I was a really poor student in college. In fact, I was such a poor student that I ended up dropping out of school. I don't regret at all not having degree---it hasn't hurt me one bit, and I've had tons of great career opportunities despite my lack of diploma. However, I do frequently regret a lot of the amazing learning opportunities that I passed up.
This pain has been felt most poignantly by me when I look back on the survey course of Linear Algebra that I took at UC Berkeley, Math 110. This was a class that I took because it was a requirement from my major. It was also supposed to be the "easiest" upper division math class at Cal, and thus it was the first upper division class I took that had real proofs. I spent more time grappling with my inability to understand or create proofs than I did with the actual material. That might have been OK, but it was a subject I didn't particularly care and therefore I kind of fumbled through the class from week to week and finished the class without having really learned very much at all. Later on, when I had gotten the learning-how-to-learn-things aspect of math down, I did a lot better and actually came away from my other classes with a lot more knowledge.
As it turns out, knowing a little bit of linear algebra goes a long way when it comes to a wide range of fields in computer science. For instance, it is at the root of signal processing and computer graphics.
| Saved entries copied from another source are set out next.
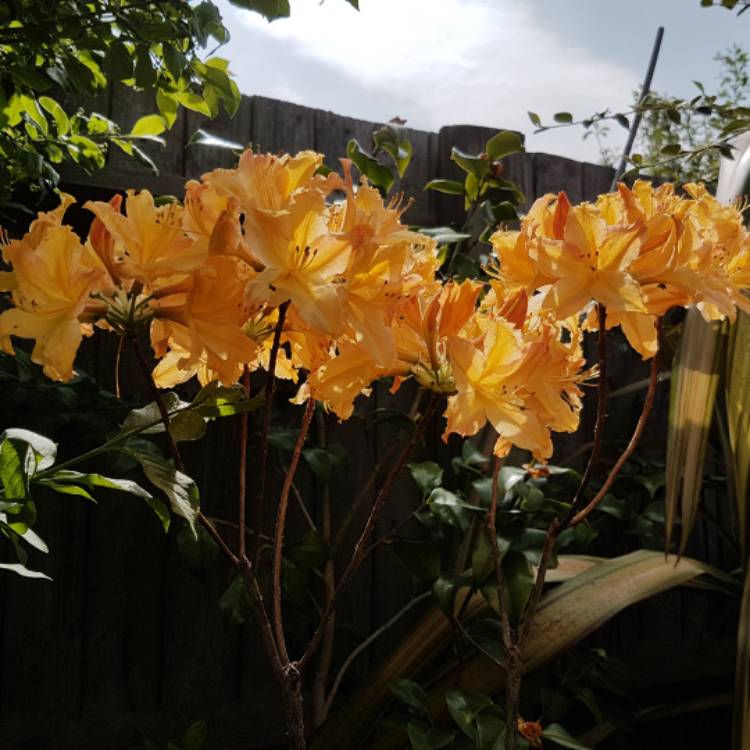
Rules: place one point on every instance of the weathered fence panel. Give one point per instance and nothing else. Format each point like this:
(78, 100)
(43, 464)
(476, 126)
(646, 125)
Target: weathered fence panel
(126, 638)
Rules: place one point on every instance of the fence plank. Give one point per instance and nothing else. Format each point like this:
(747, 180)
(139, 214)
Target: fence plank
(238, 129)
(127, 107)
(280, 126)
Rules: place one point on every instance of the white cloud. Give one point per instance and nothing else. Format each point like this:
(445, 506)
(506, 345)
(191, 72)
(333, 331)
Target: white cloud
(479, 62)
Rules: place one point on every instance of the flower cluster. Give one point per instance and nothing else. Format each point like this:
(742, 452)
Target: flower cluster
(638, 252)
(276, 248)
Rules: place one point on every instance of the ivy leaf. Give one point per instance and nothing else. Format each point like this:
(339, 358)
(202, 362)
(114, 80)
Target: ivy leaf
(12, 473)
(148, 125)
(450, 187)
(428, 475)
(564, 118)
(412, 695)
(22, 570)
(504, 144)
(179, 488)
(44, 451)
(235, 601)
(561, 736)
(269, 9)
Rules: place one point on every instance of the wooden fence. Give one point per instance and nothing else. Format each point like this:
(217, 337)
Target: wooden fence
(126, 639)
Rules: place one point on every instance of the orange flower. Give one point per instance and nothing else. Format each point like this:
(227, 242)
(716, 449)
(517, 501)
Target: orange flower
(51, 284)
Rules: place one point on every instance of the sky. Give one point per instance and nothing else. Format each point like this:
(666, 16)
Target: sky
(479, 62)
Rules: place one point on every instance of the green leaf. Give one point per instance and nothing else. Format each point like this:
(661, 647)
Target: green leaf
(518, 579)
(560, 736)
(145, 74)
(195, 736)
(269, 9)
(199, 552)
(694, 382)
(68, 489)
(43, 449)
(486, 635)
(227, 405)
(179, 488)
(451, 187)
(148, 125)
(380, 176)
(428, 475)
(445, 235)
(412, 695)
(737, 399)
(504, 144)
(425, 737)
(421, 559)
(472, 165)
(22, 570)
(195, 102)
(187, 425)
(12, 470)
(65, 476)
(671, 149)
(119, 61)
(58, 114)
(464, 706)
(451, 509)
(446, 587)
(491, 730)
(147, 419)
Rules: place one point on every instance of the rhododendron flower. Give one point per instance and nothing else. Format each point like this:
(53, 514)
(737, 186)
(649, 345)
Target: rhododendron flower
(151, 242)
(51, 284)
It comes up in other places too. Recently for fun I wrote an n-body simulator. Guess what? All of those vector quantities like position and velocity that you can mostly ignore when doing analytic solutions in your college physics classes are really important when you're writing a computer simulation. Now I've been trying to get into graphics programming with OpenGL, and despite the fact that the type of work I'm doing is mostly orthographic projections, there are still vectors and matrices popping up all over the place. Linear algebra is also really helpful if you want to do number crunching on the GPU, since GPU shaders have all of this dedicated hardware for vector and matrix processing. All stuff I'm coming to learn the hard way.